Before the success of Staley’s program, many of today’s die-hard USC fans, like Gadson, say they never cared to watch the sport at all. The team’s personality and intention to connect with the community beyond the court have been as important as wins — and the Gamecocks have delivered many of them in recent years, amassing a 390-105 record under Staley.
It’s about much more than the wins for the fans. It’s the way Staley speaks to fans, draws them in, walks beside them. The way she calls them family.
The payoff is evident in the stands.
Pride of the community
USC women’s basketball fans have staked a claim on Columbia as a city whose identity is increasingly built on the fame of a women’s sports team. Few places in the United States could say the same.
“We’re part of this community,” Staley said. “The community feels like they are a part of our team. And that’s pretty cool. When it’s a mutual feeling like that, it produces something that’s organic and probably envied to a certain degree.”
Columbia Mayor Daniel Rickenmann was one of the thousands of cheering admirers who filled Main Street last April to celebrate Staley, her team and their second national championship.

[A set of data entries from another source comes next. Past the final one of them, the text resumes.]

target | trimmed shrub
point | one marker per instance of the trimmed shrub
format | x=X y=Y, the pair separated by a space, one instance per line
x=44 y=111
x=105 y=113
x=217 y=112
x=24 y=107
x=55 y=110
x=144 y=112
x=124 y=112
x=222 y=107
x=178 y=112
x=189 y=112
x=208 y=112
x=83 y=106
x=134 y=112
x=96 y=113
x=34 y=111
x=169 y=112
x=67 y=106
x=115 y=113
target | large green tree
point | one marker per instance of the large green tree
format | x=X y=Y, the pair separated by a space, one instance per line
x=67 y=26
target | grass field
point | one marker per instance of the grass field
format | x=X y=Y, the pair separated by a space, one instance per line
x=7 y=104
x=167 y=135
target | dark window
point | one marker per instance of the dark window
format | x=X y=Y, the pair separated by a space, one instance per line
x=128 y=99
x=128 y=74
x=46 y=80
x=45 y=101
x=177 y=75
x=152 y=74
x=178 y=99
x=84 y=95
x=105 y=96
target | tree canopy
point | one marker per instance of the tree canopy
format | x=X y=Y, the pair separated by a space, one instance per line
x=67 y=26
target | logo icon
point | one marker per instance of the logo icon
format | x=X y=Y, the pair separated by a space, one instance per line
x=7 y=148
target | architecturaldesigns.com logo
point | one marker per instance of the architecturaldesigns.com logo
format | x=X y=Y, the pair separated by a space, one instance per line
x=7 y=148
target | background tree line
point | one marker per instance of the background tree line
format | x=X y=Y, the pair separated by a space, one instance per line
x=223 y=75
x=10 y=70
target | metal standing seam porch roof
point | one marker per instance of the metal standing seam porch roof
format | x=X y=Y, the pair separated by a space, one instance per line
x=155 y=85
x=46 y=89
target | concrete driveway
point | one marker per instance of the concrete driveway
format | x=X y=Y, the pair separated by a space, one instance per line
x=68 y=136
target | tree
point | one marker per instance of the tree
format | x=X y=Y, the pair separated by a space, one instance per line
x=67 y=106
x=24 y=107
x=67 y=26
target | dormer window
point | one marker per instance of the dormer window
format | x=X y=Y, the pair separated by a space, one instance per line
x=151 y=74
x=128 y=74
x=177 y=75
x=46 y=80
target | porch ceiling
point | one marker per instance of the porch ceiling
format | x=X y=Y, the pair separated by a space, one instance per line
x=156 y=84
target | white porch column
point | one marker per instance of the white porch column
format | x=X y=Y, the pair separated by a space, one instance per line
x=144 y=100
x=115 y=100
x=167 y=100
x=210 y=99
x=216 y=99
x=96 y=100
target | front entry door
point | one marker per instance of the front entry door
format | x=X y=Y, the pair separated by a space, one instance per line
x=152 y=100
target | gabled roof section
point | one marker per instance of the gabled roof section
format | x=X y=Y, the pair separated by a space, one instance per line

The calls for a celebration parade began just moments after the championship game buzzer, the mayor said, and all of Columbia tingled with anticipation for days leading up to the team’s parade through the heart of the city.
The moment that still sticks with him most from that afternoon came after the parade, Rickenmann said, as he watched Staley take picture after picture with fans, hug after hug, handshake after handshake.
“And everybody is trying to get her away, but she kept on doing it and kept on doing it,” Rickenmann remembered. “And she made people feel like they were a part of that success, and thanking those fans for being there and cheering them on.”
The team’s place in the city at large soon will be cemented at a prominent corner of downtown Columbia, where a statue of Staley is planned to be erected about a year from now across the street from the S.C. State House. It will be a visible statement of the value of women’s basketball in the capital city, and “a reminder to every young girl that, ‘I have the ability and I have an equal value, and nobody should forget about that,’ ” Rickenmann said.
The unusually broad spectrum of support for the team in Columbia lifts the entire city, he added.
When downtown swells with women’s basketball fans for Sunday’s sellout game against LSU, those fans and the national audience tuning in on television will get a chance to see the best of Columbia, the mayor said.
One high-profile game after another, their influence across Columbia and the nation only looks to grow larger.
“When you have players who acknowledge their fan base like these young ladies do, and they put their best foot forward every time, people appreciate that,” Rickenmann said. “They want to be part of that. And I think as long as they continue to do that and they acknowledge that fan base, it’s going to stay that way.”
Jeremiah Holloway and Dwayne McLemore contributed reporting.